The odd terms are $-1 + 1/(2k-1) \to -1$.
Conclusion:
The set of subsequential limits is $S = \{-1, 1\}$.
$\limsup s_n = \sup S = 1$
$\liminf s_n = \inf S = -1$
Practice Problems
True/False
1. $\limsup s_n$ always exists (possibly $\pm\infty$) for any sequence of real numbers.
True. Every set of real numbers has a supremum in the extended real number system, and the limit of a monotone sequence always exists in the extended reals.
2. If $\limsup s_n = \liminf s_n$, then the sequence converges to a finite limit.
False. The sequence could diverge to $+\infty$ or $-\infty$. If they are equal and finite, then it converges.
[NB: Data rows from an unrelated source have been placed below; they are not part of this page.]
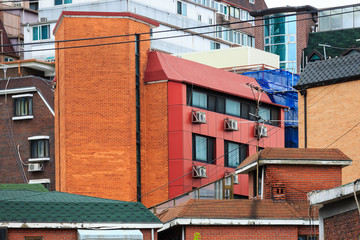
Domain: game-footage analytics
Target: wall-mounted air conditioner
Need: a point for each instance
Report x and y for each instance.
(199, 172)
(35, 167)
(231, 124)
(198, 117)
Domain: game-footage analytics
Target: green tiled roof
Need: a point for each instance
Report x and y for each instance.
(31, 187)
(55, 207)
(344, 38)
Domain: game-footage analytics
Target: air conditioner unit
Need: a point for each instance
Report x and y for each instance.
(199, 172)
(261, 131)
(226, 18)
(231, 124)
(198, 117)
(35, 167)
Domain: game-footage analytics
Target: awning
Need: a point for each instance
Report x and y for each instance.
(110, 234)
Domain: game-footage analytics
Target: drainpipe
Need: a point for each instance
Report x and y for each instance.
(304, 93)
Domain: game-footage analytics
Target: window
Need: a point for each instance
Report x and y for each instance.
(23, 105)
(8, 59)
(61, 2)
(41, 32)
(181, 8)
(33, 238)
(235, 153)
(203, 149)
(230, 105)
(39, 147)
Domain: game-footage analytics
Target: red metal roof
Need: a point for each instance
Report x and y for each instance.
(163, 66)
(106, 14)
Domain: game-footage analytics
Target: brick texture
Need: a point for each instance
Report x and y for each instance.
(58, 234)
(14, 133)
(331, 112)
(95, 108)
(154, 125)
(343, 226)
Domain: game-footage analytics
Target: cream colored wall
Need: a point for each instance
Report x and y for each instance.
(331, 112)
(230, 57)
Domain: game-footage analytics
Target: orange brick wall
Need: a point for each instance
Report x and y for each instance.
(95, 107)
(332, 111)
(47, 234)
(58, 234)
(242, 232)
(154, 132)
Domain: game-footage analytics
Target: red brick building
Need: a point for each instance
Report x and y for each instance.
(27, 131)
(279, 210)
(129, 121)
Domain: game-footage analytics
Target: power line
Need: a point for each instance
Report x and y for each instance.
(168, 37)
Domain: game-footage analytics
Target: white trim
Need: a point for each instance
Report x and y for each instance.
(46, 103)
(22, 117)
(236, 221)
(243, 169)
(38, 138)
(38, 159)
(158, 81)
(44, 180)
(18, 90)
(334, 194)
(82, 225)
(22, 95)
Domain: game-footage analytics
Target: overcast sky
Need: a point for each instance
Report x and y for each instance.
(314, 3)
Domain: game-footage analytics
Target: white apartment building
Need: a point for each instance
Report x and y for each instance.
(171, 14)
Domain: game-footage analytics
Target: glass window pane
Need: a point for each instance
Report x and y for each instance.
(336, 21)
(324, 22)
(200, 148)
(278, 27)
(233, 154)
(184, 6)
(199, 99)
(45, 32)
(233, 107)
(35, 33)
(220, 105)
(264, 114)
(356, 16)
(212, 103)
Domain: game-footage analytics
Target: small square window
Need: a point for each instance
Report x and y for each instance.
(39, 148)
(23, 106)
(203, 149)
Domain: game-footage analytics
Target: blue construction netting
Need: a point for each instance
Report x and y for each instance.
(278, 85)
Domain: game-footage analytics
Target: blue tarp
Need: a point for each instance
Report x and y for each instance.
(278, 85)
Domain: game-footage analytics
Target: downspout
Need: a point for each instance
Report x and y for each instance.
(304, 93)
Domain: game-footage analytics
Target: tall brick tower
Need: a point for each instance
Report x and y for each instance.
(97, 114)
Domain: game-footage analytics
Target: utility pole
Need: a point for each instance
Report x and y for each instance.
(257, 117)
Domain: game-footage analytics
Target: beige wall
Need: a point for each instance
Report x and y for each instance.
(230, 57)
(331, 112)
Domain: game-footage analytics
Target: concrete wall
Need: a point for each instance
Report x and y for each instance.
(231, 57)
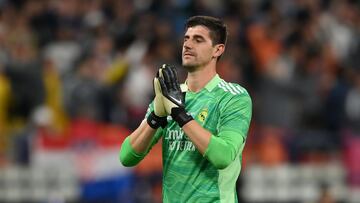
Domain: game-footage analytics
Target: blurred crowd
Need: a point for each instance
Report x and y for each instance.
(65, 62)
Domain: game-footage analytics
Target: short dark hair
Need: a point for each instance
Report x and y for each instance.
(218, 30)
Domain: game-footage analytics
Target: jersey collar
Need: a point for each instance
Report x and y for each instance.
(213, 83)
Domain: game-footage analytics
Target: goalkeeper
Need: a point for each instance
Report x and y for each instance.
(203, 123)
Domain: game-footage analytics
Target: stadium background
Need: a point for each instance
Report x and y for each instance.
(76, 75)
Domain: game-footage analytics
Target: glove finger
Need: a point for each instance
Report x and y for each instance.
(174, 79)
(168, 78)
(157, 88)
(164, 89)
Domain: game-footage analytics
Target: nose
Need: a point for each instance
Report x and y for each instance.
(187, 45)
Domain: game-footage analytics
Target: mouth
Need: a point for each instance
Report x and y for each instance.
(188, 54)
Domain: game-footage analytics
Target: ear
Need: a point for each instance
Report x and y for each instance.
(218, 50)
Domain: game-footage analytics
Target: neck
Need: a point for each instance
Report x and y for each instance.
(198, 79)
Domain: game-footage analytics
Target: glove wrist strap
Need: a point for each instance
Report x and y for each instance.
(155, 121)
(181, 116)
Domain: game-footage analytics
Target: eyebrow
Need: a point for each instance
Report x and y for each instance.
(195, 36)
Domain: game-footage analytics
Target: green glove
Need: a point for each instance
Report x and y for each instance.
(173, 97)
(158, 117)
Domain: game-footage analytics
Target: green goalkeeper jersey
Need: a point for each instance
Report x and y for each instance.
(189, 176)
(224, 109)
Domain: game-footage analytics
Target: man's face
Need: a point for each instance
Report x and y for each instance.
(197, 47)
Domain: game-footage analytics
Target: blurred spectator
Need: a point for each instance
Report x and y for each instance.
(81, 64)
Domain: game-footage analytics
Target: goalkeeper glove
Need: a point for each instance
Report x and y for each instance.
(173, 97)
(157, 118)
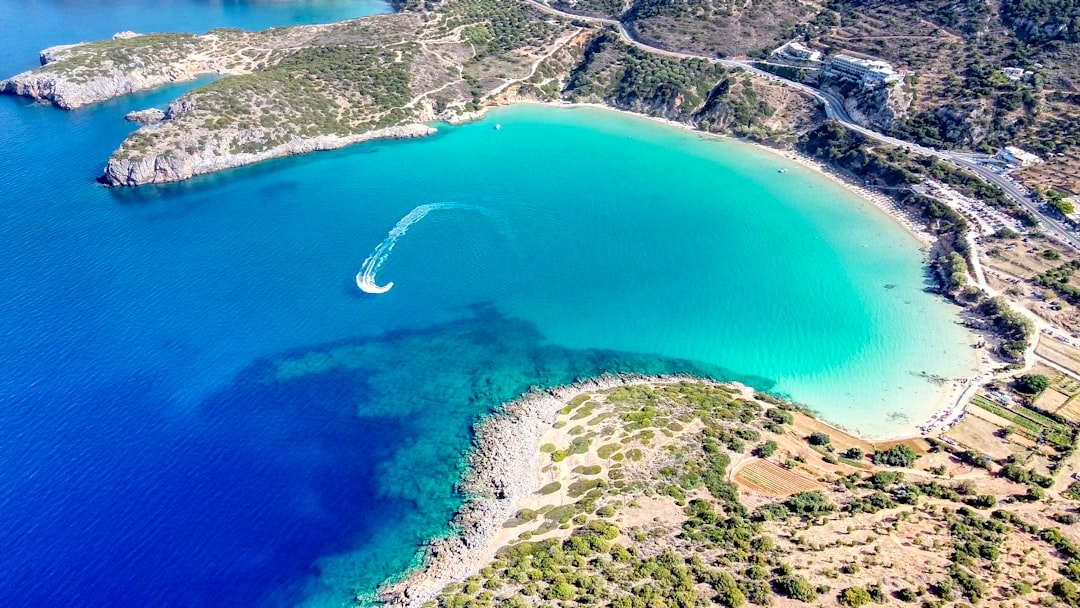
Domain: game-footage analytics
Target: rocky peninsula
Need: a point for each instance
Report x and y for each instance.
(675, 491)
(295, 90)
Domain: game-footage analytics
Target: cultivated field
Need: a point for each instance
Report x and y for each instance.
(763, 476)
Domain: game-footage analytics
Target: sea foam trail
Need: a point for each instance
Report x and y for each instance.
(365, 279)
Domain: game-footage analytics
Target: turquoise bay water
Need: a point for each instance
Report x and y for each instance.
(202, 409)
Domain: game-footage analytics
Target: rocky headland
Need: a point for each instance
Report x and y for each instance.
(676, 491)
(296, 90)
(503, 470)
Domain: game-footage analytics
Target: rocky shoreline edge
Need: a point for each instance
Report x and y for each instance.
(169, 169)
(502, 470)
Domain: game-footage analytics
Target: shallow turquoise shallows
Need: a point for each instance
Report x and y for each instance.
(202, 408)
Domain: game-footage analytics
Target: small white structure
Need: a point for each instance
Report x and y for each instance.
(798, 51)
(1016, 157)
(1015, 75)
(868, 72)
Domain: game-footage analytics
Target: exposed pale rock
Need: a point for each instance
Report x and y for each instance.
(146, 117)
(503, 470)
(179, 164)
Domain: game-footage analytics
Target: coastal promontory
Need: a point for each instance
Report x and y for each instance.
(294, 90)
(673, 491)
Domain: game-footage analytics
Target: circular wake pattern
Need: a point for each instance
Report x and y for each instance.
(365, 279)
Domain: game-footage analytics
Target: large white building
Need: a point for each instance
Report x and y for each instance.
(865, 71)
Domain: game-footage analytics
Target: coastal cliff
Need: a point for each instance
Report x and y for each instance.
(503, 470)
(78, 75)
(180, 165)
(296, 90)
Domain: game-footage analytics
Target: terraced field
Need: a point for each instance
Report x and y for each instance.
(767, 477)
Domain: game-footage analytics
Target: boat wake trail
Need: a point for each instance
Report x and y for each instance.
(365, 279)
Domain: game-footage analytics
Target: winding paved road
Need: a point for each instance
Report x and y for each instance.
(834, 108)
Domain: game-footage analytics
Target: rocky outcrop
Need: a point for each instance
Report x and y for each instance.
(68, 92)
(178, 164)
(56, 53)
(876, 107)
(150, 116)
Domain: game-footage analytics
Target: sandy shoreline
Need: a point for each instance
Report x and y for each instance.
(504, 464)
(876, 199)
(505, 468)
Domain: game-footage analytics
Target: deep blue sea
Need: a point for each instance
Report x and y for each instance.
(200, 408)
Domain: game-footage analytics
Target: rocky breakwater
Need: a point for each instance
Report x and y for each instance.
(503, 469)
(183, 160)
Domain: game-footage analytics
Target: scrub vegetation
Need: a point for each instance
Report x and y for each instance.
(656, 510)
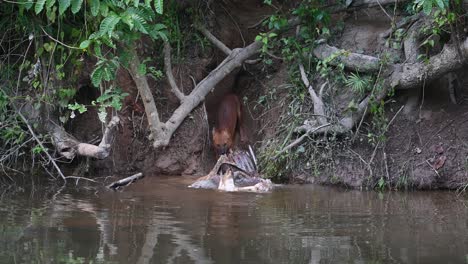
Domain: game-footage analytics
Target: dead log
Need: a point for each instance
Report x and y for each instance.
(126, 181)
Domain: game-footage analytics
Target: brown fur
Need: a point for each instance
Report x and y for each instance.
(229, 118)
3. $\limsup (s_n + t_n) \le \limsup s_n + \limsup t_n$ (assuming the sum is defined).
True. This is a standard property of limit superior.
4. If a sequence is bounded, then $\limsup s_n$ is a real number.
True. Boundedness implies the set of subsequential limits is bounded, so its supremum is finite.
Fill in the Blank
1. The limit superior of a sequence $(s_n)$ is the limit of the sequence $v_N = \sup \{s_n : n \gt N\}$. The sequence $v_N$ is always ______.
Monotone decreasing (or non-increasing). As $N$ increases, the set $\{s_n : n \gt N\}$ becomes smaller (subset of previous), so its supremum cannot increase.
2. If $S$ is the set of subsequential limits of $(s_n)$, then $\limsup s_n = \sup S$. If $(s_n)$ is bounded, then $\limsup s_n$ is the ______ element of $S$.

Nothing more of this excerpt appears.